Notre homme eut un haut-le-corps.
- Moi !
- Oui, vous ...
Blaireau se remit rapidement et répliqua : 
- Mais monsieur le directeur, je vous répondrais que je le savais.
- Vous êtes innocent, Blaireau ; vous avez raison, absolument raison ...
Et Bluette, qui n'en revenait pas, répétait les termes de la lettre officielle :
" Aveux complets. L'innocence du nommé Blaireau est reconnue. Après les formalités indispensables, on le mettra en liberté le plus tôt possible."
- Pardi ! fit Blaireau. J'en étais bien sûr que j'étais innocent, mais ça fait plaisir tout de même. Il me semble que j'en suis encore plus sûr. Et, ajouta-t-il, le vrai coupable, sans indiscrétion, qui est-ce ?
- C'est un professeur, il paraît.
- Un professeur ! s'écria Blaireau en levant les bras ... Ah, bien ! si les professeurs s'y mettent, maintenant !
- Un nommé Fléchard (Jules). Il ne faut pas lui en vouloir Blaireau.
- Je ne lui en veux pas... mais il aurait pu se dénoncer plus tôt.
Juste au moment où j'ai fini ! ... Ce n'était pas la peine, pour ainsi dire.
- Beaucoup, à sa place, remarqua judicieusement Bluette, ne se seraient pas dénoncés du tout.
- Enfin ! murmura Blaireau.
M. le directeur continua : 
- Quoi qu'il en soit, mon ami, je suis très heureux pour vous de la façon dont cette affaire se termine.

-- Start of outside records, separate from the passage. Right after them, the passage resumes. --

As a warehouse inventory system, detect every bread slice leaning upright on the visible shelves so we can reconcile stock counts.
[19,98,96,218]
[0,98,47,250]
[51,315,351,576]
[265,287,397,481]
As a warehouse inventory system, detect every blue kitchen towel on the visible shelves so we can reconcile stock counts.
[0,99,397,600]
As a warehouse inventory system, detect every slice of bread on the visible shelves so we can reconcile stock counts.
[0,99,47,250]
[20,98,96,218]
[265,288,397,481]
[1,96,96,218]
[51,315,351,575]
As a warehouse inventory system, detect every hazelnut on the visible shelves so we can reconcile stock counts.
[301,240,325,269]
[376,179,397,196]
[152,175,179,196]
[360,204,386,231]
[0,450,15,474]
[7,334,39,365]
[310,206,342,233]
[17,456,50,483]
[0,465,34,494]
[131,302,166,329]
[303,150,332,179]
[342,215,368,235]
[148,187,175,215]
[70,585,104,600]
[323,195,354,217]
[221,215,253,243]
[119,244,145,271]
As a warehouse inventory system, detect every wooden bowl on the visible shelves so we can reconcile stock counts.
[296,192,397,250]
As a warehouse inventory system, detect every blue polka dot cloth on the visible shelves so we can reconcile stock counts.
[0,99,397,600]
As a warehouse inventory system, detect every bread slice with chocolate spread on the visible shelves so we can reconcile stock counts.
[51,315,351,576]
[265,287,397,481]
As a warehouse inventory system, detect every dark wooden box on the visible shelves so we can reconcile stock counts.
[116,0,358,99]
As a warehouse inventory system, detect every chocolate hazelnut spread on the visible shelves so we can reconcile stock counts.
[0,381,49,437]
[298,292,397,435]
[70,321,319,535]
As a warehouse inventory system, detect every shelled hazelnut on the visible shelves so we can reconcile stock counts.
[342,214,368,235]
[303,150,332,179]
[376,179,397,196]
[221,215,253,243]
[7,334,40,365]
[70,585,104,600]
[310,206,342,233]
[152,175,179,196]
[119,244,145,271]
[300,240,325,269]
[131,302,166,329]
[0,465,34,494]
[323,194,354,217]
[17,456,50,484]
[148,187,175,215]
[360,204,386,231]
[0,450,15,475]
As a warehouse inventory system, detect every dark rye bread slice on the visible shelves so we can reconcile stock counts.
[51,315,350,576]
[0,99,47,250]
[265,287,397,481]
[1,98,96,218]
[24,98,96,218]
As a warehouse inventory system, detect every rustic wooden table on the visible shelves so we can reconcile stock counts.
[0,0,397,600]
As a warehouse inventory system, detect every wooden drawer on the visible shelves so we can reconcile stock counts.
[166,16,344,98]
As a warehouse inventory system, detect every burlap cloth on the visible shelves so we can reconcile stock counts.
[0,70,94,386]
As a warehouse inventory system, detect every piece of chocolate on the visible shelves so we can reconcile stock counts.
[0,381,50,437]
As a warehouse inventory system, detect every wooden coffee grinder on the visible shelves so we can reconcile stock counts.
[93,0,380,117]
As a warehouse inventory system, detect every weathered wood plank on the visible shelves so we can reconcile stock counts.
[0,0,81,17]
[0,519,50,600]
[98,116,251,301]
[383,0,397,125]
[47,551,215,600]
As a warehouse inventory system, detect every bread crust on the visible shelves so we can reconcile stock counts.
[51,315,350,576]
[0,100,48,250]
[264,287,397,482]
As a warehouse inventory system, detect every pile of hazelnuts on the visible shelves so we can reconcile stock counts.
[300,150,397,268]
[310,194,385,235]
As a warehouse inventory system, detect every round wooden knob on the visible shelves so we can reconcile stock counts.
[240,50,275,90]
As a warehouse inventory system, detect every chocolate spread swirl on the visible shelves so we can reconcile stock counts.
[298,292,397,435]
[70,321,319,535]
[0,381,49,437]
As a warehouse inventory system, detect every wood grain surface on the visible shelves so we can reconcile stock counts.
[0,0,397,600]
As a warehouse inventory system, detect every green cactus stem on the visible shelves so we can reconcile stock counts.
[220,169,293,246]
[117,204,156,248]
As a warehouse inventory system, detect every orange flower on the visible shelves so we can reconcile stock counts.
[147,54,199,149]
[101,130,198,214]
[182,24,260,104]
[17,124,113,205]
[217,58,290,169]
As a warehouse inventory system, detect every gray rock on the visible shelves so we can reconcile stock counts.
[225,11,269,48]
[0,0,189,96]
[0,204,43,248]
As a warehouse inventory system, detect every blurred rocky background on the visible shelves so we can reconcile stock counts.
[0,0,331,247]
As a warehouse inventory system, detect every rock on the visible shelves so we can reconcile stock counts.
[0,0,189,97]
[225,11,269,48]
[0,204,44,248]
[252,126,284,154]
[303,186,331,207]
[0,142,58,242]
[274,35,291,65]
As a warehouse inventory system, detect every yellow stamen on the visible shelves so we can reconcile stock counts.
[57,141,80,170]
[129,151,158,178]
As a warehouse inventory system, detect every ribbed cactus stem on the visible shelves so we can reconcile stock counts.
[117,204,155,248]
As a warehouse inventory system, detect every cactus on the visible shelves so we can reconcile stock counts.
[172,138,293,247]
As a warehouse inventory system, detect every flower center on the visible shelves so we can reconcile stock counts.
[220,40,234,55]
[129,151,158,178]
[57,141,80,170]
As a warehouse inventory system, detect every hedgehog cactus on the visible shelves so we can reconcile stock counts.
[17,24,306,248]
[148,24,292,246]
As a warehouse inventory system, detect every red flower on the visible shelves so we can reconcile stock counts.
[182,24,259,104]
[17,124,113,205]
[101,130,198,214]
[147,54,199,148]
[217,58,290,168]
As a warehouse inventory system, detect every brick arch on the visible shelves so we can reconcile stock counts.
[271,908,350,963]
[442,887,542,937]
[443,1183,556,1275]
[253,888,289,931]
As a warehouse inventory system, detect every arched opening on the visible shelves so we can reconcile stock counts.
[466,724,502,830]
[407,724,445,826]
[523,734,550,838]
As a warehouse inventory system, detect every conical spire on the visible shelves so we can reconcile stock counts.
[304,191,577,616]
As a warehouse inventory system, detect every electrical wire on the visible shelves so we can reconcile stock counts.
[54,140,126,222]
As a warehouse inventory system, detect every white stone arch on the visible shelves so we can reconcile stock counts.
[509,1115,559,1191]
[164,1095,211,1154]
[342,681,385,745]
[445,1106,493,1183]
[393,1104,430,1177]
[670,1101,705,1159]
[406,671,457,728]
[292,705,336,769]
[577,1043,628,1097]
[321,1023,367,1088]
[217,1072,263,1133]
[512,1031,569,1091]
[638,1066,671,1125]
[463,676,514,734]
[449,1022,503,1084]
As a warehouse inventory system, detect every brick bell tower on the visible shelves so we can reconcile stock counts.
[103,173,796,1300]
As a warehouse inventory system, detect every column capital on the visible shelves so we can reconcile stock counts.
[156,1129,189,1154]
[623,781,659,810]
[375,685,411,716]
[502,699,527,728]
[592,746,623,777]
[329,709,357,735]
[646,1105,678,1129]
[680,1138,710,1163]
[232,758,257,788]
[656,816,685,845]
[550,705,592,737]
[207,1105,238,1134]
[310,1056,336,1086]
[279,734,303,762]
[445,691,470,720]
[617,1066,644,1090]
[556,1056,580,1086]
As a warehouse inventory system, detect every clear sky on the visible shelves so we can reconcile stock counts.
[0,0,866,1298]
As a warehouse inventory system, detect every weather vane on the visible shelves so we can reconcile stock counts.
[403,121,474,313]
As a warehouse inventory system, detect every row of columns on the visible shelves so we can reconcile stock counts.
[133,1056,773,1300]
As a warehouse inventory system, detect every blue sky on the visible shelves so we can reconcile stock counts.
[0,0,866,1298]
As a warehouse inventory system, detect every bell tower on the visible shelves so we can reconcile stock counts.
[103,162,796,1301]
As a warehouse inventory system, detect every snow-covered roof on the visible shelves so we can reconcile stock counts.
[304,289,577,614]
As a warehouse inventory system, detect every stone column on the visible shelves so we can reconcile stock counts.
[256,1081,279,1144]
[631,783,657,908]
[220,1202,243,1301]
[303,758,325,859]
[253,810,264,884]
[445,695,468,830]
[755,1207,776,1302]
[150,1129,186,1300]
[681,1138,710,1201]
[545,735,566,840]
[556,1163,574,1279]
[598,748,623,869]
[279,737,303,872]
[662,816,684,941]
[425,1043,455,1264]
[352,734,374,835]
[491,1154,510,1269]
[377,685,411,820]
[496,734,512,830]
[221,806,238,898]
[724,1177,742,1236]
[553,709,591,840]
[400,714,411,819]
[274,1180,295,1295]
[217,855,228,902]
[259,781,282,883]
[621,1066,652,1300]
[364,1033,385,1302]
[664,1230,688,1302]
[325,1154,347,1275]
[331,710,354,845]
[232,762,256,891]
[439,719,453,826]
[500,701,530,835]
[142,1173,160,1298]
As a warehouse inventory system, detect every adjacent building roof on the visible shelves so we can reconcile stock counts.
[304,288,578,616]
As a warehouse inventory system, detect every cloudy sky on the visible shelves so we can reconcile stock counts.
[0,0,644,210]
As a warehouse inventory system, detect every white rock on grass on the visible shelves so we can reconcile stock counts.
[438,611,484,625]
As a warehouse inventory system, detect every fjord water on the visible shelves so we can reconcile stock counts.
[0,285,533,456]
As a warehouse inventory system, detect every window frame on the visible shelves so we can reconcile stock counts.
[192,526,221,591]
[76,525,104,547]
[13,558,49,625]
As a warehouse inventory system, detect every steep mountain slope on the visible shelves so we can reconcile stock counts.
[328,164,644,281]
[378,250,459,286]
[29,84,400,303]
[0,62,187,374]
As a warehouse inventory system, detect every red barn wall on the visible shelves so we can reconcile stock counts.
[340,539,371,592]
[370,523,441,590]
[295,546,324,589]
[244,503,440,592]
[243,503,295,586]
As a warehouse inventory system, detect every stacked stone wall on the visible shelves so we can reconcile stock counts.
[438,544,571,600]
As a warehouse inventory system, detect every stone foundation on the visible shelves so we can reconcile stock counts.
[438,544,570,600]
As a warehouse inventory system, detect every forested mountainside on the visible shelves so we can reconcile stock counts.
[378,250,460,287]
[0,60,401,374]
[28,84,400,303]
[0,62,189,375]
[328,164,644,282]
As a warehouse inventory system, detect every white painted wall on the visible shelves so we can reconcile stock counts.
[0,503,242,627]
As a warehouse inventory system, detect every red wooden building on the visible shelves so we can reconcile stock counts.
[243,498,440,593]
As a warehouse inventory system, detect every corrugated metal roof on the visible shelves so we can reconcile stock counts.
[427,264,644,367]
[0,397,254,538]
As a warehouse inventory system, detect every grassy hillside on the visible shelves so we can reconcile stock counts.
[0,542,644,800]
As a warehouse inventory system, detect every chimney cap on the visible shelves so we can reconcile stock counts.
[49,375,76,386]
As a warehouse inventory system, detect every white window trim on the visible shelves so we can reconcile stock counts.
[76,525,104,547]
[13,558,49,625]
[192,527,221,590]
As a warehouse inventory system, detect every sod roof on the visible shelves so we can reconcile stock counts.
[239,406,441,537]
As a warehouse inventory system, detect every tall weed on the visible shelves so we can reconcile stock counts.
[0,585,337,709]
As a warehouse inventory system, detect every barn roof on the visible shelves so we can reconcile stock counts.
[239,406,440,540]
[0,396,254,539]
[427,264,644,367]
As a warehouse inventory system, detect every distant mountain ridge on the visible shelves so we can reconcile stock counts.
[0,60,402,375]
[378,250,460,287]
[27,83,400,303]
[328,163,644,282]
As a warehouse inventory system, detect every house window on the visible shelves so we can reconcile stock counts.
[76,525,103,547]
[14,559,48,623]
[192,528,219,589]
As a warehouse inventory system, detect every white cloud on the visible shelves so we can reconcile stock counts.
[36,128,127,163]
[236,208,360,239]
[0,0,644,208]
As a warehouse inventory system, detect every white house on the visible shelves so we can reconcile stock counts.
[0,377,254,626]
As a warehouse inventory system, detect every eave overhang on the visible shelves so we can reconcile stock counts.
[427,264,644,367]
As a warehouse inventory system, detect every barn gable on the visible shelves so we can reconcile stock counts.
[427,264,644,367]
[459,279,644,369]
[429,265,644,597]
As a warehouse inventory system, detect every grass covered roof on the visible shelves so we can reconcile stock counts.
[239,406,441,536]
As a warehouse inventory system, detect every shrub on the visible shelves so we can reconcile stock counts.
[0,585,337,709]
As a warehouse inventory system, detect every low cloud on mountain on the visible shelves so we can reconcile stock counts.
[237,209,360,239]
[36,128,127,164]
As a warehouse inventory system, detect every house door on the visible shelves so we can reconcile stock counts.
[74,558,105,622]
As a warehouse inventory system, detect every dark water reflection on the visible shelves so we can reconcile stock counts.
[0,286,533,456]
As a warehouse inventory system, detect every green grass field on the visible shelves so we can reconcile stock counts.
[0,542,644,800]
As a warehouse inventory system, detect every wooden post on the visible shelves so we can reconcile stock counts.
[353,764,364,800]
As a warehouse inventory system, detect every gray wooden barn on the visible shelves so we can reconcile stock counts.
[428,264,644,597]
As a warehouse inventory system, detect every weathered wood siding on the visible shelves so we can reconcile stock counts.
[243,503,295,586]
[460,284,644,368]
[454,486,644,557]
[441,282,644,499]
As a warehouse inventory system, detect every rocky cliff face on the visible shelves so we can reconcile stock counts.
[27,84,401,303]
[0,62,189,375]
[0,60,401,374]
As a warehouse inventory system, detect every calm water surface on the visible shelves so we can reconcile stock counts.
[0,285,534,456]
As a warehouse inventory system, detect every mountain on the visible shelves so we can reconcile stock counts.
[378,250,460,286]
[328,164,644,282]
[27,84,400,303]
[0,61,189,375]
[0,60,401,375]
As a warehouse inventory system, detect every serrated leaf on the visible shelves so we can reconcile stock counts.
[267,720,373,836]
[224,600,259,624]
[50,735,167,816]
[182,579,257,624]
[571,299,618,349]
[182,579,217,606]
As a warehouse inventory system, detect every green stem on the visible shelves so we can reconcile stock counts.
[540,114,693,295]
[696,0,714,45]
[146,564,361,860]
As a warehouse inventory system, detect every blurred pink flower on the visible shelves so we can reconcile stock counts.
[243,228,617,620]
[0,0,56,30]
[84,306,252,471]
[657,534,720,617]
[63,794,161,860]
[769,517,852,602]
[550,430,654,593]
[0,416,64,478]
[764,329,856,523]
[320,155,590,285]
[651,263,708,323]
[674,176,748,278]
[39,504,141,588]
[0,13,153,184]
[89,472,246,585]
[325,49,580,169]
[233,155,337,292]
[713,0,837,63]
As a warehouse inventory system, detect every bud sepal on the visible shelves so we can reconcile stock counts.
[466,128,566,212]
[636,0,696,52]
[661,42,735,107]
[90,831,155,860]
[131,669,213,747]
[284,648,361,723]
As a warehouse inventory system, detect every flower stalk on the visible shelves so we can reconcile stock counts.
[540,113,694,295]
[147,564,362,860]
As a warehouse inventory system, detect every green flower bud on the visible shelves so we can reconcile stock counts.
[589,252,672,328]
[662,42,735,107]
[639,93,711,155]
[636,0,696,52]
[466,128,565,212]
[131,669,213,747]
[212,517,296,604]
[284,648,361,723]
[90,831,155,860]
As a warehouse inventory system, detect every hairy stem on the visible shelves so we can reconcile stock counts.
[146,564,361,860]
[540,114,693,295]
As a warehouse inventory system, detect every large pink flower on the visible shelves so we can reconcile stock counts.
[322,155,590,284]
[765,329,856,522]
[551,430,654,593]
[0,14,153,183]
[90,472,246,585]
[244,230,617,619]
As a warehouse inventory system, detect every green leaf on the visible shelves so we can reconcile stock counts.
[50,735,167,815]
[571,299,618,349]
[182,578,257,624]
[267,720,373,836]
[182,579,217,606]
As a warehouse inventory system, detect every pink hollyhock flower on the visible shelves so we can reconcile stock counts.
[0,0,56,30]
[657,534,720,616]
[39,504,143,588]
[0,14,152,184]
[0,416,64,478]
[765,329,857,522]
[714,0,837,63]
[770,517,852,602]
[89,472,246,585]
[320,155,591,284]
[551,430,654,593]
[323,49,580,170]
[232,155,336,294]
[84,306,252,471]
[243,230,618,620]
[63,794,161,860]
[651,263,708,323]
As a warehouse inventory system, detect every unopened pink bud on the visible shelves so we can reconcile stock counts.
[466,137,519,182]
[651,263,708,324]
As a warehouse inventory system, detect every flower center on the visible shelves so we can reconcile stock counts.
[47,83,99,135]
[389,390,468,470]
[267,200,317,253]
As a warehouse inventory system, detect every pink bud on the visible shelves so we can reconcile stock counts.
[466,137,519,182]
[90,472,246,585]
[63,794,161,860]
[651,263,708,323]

Il tendit encore une fois la main à Blaireau, puis froissant la lettre : 
- Le Parquet va se hâter. De mon coté, je n'épargnerai aucune démarche et vous serez remis en liberté le plus tôt possible.
- Vous dîtes ?
Bluette appuya : 
- Le plus tôt possible, je vous le promets.
Blaireau eut un gros rire bon enfant qui lui secoua les épaules :
- Mais, monsieur le directeur, vous oubliez quelque chose ?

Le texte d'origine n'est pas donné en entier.